Tip 1 diyabetin ömür boyu süren bir kronik hastalık olduğunu hatırlatarak, pompa ve sensör kullanmak isteyen tüm hastalar için sosyal güvenlik kapsamında daha geniş bir erişim ve destek sağlanmasını talep etti.

OKULLARDA KRONİK HASTALIK FARKINDALIĞI EĞİTİMİ TALEP EDİYOR

Eneç, küçük yaşta tip 1 diyabet tanısı alan çocukların okul ortamında yaşadığı zorluklara da dikkat çekti. Bazı çocukların sensör veya pompa gibi cihazlara erişemediğini, kan şekeri düştüğünde arkadaşlarının ve öğretmenlerinin ne yapması gerektiğini bilmemesinin risk oluşturduğunu belirtti.

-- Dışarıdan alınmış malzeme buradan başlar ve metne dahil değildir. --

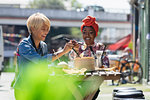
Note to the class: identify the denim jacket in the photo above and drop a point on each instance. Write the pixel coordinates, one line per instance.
(27, 53)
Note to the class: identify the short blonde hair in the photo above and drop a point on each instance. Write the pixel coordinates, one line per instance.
(36, 21)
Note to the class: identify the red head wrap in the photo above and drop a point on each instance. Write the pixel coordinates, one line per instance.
(90, 21)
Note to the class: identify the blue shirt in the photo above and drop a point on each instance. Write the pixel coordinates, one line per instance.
(27, 53)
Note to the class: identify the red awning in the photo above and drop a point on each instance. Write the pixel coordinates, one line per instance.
(120, 44)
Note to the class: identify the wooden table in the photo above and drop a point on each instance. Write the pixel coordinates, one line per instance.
(91, 82)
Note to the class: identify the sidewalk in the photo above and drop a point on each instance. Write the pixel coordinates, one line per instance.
(6, 93)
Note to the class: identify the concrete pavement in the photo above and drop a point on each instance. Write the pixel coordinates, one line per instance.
(6, 93)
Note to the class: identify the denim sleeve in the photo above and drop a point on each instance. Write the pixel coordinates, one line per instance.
(28, 52)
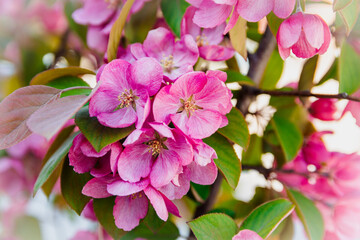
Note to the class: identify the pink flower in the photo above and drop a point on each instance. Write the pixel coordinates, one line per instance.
(131, 203)
(304, 34)
(207, 39)
(196, 103)
(158, 153)
(212, 13)
(84, 158)
(323, 109)
(123, 97)
(176, 58)
(247, 235)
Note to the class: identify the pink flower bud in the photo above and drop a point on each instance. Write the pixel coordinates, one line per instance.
(304, 34)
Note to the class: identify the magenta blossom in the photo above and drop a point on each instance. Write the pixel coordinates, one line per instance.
(247, 235)
(207, 39)
(196, 103)
(123, 97)
(176, 58)
(323, 109)
(304, 34)
(100, 15)
(132, 201)
(84, 158)
(212, 13)
(158, 153)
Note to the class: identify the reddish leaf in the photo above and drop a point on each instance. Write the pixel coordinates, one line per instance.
(18, 107)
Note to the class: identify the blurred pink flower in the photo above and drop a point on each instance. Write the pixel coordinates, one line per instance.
(304, 34)
(176, 57)
(324, 109)
(207, 39)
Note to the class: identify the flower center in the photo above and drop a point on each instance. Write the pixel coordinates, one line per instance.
(201, 40)
(113, 3)
(126, 99)
(188, 105)
(167, 63)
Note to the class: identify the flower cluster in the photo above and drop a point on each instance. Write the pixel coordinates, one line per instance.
(157, 161)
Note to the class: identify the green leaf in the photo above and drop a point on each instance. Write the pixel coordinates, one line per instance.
(103, 209)
(117, 29)
(227, 161)
(238, 37)
(349, 15)
(349, 70)
(47, 76)
(213, 226)
(265, 218)
(53, 162)
(237, 129)
(72, 184)
(153, 228)
(233, 76)
(80, 30)
(252, 156)
(141, 22)
(173, 11)
(59, 140)
(340, 4)
(272, 72)
(308, 214)
(98, 135)
(289, 136)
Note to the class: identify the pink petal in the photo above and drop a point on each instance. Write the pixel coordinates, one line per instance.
(204, 175)
(290, 30)
(313, 29)
(211, 14)
(148, 73)
(283, 8)
(96, 188)
(158, 43)
(164, 168)
(122, 188)
(164, 105)
(135, 163)
(254, 10)
(216, 53)
(157, 200)
(247, 235)
(129, 210)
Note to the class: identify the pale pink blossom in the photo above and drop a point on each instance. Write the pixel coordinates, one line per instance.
(212, 13)
(196, 103)
(304, 34)
(123, 97)
(207, 39)
(176, 57)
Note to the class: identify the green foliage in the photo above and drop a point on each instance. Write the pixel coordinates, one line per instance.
(98, 135)
(53, 162)
(173, 11)
(103, 208)
(265, 218)
(308, 214)
(213, 226)
(272, 72)
(349, 70)
(227, 161)
(237, 130)
(72, 184)
(288, 134)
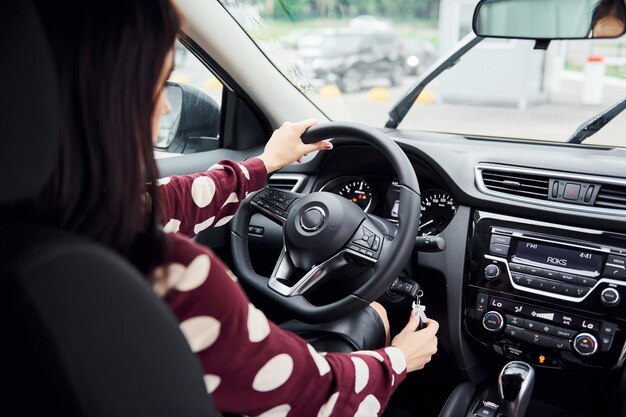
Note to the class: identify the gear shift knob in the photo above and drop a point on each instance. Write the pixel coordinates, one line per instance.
(515, 385)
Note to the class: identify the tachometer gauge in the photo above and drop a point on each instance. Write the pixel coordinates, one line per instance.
(354, 189)
(438, 208)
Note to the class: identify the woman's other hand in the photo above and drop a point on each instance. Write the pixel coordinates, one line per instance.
(418, 347)
(286, 147)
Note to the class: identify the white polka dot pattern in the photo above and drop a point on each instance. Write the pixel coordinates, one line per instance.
(223, 221)
(369, 407)
(201, 332)
(371, 353)
(274, 373)
(195, 274)
(258, 327)
(398, 362)
(211, 382)
(231, 275)
(172, 226)
(320, 361)
(328, 407)
(361, 374)
(232, 198)
(202, 191)
(203, 225)
(163, 181)
(279, 411)
(245, 172)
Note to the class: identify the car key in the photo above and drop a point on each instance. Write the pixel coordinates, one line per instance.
(420, 310)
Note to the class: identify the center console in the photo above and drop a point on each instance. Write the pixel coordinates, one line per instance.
(547, 294)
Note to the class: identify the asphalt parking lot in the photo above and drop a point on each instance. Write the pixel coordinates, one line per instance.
(555, 119)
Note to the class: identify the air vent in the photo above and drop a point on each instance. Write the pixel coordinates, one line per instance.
(285, 182)
(611, 196)
(526, 185)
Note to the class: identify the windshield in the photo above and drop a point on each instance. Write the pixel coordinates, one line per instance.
(355, 59)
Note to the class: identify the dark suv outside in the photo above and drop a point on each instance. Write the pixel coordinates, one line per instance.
(350, 57)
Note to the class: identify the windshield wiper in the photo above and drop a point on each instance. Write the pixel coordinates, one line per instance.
(402, 106)
(597, 122)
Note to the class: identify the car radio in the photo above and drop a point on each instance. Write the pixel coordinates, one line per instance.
(546, 293)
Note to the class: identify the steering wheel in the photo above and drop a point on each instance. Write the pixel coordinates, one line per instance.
(323, 232)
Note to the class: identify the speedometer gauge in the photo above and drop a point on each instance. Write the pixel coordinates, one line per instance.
(438, 208)
(354, 189)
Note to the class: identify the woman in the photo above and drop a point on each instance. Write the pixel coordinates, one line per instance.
(113, 59)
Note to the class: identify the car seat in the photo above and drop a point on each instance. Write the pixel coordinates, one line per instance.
(83, 332)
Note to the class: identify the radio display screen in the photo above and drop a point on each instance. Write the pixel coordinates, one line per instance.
(558, 256)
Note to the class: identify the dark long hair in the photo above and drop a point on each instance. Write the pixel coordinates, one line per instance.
(109, 57)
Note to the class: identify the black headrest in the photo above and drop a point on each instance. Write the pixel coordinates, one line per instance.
(29, 115)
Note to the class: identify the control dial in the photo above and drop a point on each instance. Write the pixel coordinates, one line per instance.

Ailelerin öğretmenlerle bire bir iletişim kurmadığı durumlarda okul personelinin öğrencinin hastalığından haberdar olmayabildiğini, bu nedenle basit bir bayılma ya da halsizlik anında doğru müdahalenin gecikebildiğini söyledi.

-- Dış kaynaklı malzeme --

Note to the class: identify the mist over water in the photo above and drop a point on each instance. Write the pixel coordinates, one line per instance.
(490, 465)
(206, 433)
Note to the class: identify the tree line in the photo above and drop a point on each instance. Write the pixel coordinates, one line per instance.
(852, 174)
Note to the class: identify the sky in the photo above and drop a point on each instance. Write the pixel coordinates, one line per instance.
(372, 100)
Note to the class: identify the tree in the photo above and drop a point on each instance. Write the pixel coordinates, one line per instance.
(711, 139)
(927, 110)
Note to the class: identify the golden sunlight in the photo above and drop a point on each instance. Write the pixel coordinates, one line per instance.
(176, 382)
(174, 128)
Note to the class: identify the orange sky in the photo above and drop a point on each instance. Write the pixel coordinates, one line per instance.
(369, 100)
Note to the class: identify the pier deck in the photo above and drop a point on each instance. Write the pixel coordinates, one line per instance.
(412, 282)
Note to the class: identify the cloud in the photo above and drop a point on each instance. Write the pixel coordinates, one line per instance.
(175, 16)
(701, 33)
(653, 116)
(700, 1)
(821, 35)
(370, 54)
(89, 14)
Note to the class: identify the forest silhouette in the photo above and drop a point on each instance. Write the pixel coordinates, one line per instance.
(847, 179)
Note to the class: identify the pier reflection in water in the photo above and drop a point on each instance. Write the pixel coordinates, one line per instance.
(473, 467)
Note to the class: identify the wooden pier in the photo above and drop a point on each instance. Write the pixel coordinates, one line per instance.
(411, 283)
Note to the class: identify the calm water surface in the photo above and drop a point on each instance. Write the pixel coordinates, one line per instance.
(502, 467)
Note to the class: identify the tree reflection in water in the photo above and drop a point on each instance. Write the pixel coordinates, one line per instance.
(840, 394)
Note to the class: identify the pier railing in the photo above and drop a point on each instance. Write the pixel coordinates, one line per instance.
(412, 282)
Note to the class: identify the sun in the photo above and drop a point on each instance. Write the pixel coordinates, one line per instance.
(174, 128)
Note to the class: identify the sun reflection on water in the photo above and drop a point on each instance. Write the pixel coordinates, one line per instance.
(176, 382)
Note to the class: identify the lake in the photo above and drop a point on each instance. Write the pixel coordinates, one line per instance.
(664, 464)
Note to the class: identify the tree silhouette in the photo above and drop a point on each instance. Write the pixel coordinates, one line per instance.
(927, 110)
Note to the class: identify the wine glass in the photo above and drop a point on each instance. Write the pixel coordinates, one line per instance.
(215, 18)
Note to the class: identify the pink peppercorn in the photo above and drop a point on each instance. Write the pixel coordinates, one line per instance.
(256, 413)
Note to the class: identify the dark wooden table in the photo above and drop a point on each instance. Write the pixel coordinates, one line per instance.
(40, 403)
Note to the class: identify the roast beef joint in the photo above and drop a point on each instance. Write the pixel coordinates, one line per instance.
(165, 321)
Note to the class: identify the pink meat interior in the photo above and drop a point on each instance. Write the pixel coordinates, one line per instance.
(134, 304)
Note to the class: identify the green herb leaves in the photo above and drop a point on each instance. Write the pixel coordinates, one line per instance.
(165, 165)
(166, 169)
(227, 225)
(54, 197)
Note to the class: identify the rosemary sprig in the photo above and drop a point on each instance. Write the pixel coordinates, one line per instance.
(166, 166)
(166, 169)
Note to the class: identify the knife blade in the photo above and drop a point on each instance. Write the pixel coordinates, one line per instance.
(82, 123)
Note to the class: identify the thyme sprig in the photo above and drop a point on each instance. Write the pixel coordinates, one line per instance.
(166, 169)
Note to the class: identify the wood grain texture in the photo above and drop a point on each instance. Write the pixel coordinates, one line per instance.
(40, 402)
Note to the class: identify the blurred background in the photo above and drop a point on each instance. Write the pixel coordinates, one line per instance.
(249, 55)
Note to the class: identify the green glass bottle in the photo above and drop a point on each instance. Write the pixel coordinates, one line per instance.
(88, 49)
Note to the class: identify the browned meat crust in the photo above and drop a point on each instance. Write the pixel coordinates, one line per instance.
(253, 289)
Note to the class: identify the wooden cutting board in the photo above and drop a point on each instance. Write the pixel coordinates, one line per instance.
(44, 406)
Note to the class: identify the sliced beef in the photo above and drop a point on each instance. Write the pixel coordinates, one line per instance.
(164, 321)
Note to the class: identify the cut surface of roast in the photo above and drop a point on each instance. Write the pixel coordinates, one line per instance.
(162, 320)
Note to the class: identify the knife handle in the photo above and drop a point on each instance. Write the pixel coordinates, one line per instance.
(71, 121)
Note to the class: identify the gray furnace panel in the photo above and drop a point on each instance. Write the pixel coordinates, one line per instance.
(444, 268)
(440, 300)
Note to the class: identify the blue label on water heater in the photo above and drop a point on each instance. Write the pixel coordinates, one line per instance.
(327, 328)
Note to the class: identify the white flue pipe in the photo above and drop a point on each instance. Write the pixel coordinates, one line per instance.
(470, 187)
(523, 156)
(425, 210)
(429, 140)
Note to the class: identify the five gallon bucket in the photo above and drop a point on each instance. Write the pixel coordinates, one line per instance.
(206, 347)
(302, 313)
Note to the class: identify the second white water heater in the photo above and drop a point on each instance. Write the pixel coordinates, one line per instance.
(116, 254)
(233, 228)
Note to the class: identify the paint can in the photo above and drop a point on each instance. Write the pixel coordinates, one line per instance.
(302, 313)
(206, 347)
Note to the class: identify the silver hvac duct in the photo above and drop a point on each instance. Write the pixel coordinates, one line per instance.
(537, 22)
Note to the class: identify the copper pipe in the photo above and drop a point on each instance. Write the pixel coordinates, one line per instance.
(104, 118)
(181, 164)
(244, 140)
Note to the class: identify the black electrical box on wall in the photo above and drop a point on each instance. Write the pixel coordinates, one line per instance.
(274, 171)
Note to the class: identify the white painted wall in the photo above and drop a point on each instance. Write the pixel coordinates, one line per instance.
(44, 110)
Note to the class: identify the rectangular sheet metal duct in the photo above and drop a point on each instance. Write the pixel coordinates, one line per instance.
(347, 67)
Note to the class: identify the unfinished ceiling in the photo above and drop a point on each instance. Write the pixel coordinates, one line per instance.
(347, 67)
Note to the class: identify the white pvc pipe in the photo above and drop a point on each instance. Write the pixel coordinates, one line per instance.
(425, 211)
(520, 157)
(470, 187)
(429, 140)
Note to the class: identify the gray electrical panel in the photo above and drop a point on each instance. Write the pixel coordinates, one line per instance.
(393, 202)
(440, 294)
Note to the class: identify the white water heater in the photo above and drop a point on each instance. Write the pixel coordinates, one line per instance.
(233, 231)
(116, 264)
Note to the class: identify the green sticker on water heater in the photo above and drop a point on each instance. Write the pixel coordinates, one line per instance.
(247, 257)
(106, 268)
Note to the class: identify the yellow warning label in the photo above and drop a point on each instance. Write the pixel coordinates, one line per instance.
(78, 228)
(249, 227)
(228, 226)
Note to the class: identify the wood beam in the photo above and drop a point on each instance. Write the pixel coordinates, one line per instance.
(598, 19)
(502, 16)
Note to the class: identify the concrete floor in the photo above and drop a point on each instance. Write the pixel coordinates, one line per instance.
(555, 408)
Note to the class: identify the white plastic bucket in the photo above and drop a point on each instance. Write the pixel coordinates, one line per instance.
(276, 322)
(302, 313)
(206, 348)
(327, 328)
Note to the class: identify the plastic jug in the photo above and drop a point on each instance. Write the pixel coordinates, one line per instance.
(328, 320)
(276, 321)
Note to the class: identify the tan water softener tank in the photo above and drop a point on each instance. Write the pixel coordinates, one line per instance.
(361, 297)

İlkokul ve ortaokul seviyesinde, çocukların anlayabileceği dille tip 1 diyabet ve benzeri kronik hastalıklar hakkında eğitim veya seminerler düzenlenmesini, kan şekeri düşen bir arkadaş için öğretmen ve öğrencilerin atması gereken adımların basit ve anlaşılır şekilde anlatılmasını istedi.

Eneç, toplumda genel bilinç arttıkça tip 1 diyabetli bireylerin ve ailelerinin günlük yaşamının daha güvenli ve yönetilebilir hale geleceğini ifade etti.